「クルーズ・クラッシュ」が浮き彫りにした課題

前述の「2025年の世界」5大ポイントのうち3、4点目はとりわけモビリティと縁が深い話だ。CES2025でもモビリティの3大トレンドとして「電動化」「コネクティビティ」「自動運転」が取り上げられた。

自動運転に関しては「Autonomous Vehicles : The Future is Finally Here(自動運転の未来がついにここに来た)」と題するセッションが行われていた。まさに“ここに来た”と表現している通り、アメリカでは自動運転サービスが現実にスタートしている。

自動運転といえば、ゼネラル・モーターズ(GM)傘下のクルーズ(Cruise)が開発した自動運転車両が路上に倒れていた女性をひいてしまい、世界的なニュースとなった。そのため、日本でも自動運転は難しいと考えている人は多いかもしれない。実際、この事故は一部で「クルーズ・クラッシュ」と呼ばれ、ゼネラル・モーターズはロボタクシー事業から撤退した。

その一方でグーグルの持株会社アルファベット(Alphabet)の傘下にあるウェイモ(Waymo)は、アメリカのサンフランシスコ、ロサンゼルス、フェニックスの3都市で無人自動運転のロボタクシーの商用運行を成功させ、その後も運行都市を拡大。
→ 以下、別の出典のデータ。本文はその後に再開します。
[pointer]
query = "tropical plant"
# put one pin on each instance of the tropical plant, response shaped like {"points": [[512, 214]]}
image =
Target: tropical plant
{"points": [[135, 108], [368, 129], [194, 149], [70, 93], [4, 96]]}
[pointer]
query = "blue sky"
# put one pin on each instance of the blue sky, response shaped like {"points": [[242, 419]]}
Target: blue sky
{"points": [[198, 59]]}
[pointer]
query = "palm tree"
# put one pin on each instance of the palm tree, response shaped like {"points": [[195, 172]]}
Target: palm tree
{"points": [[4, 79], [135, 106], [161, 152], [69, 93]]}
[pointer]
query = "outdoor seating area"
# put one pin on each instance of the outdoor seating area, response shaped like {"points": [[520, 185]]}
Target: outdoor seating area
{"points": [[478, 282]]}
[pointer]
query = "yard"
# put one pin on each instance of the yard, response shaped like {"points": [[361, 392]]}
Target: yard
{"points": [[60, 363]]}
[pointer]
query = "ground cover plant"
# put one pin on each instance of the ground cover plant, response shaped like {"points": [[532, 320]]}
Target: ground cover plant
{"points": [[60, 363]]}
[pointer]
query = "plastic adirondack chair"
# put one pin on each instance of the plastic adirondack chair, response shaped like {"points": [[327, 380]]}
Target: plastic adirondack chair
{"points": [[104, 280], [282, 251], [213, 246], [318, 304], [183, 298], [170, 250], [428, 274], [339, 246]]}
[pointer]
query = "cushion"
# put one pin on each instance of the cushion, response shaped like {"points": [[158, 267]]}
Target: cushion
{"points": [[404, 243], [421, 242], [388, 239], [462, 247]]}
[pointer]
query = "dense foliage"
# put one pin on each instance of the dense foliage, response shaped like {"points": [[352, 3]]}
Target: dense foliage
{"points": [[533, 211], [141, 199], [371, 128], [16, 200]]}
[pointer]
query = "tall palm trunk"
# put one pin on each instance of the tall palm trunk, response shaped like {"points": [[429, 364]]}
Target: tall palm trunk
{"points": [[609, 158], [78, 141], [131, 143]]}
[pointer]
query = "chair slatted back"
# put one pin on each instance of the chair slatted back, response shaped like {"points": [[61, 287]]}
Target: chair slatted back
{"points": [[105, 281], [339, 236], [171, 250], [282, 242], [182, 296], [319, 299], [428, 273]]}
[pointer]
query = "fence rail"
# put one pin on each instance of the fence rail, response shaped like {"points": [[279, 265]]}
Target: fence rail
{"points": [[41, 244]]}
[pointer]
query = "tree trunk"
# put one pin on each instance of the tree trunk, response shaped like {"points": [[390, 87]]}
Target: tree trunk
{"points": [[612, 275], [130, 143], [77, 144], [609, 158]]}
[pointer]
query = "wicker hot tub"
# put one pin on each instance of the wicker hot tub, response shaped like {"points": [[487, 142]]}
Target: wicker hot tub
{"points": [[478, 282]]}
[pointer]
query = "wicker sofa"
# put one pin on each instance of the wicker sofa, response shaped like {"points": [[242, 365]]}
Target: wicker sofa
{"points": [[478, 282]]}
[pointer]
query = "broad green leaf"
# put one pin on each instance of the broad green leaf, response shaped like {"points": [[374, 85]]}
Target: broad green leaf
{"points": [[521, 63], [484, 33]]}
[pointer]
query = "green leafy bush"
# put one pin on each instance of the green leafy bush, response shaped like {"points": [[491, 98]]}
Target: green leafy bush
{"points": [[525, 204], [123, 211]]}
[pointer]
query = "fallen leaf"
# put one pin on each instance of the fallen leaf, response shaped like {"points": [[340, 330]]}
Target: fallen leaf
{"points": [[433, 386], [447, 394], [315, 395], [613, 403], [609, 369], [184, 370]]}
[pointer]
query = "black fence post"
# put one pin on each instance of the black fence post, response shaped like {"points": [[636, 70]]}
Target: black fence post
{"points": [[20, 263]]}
2025年は地域をさらに増やす計画とのことだ。

グーグル持株会社傘下「ウェイモ」の自動運転車
筆者撮影
グーグル持株会社傘下「ウェイモ」の自動運転車

自動運転はいつ日本で実現するのか

日本でも、2025年からGo、日本交通とともに東京で自動運転実証を予定している。上記のセッションでもウェイモの話題が中心となっており、巨大な地球儀上に示された展開地域には日本もしっかり記されていた。2025年中の商用展開は難しいとしても、2026年には実現するのではないか。

巨大な地球儀にはウェイモの日本展開が明記されていた
筆者撮影
巨大な地球儀にはウェイモの日本展開が明記されていた

ウェイモのミッションは「Be the world’s most trusted driver」、すなわち世界で最も信頼されるドライバーになるということで、信頼性・安全性の実現に注力してきた。CES2025の基調講演に登場した共同CEOのテケドラ・マワカナ氏は、安全性の確保を最優先事項にあげていた。同社の展開地域を増やしている理由は、まさにその姿勢が評価されているからである。自動運転の仕組みにおいてもカメラ(映像)だけでなくLiDAR(光線)、レーダー(電波)と多様なセンサーを組み合わせ、信頼性と安全性を高めている。

こうした「安全性第一」の姿勢は、テクノロジーの成熟度、資金力、そして信頼構築における、ウェイモとクルーズの違いを如実に物語っている。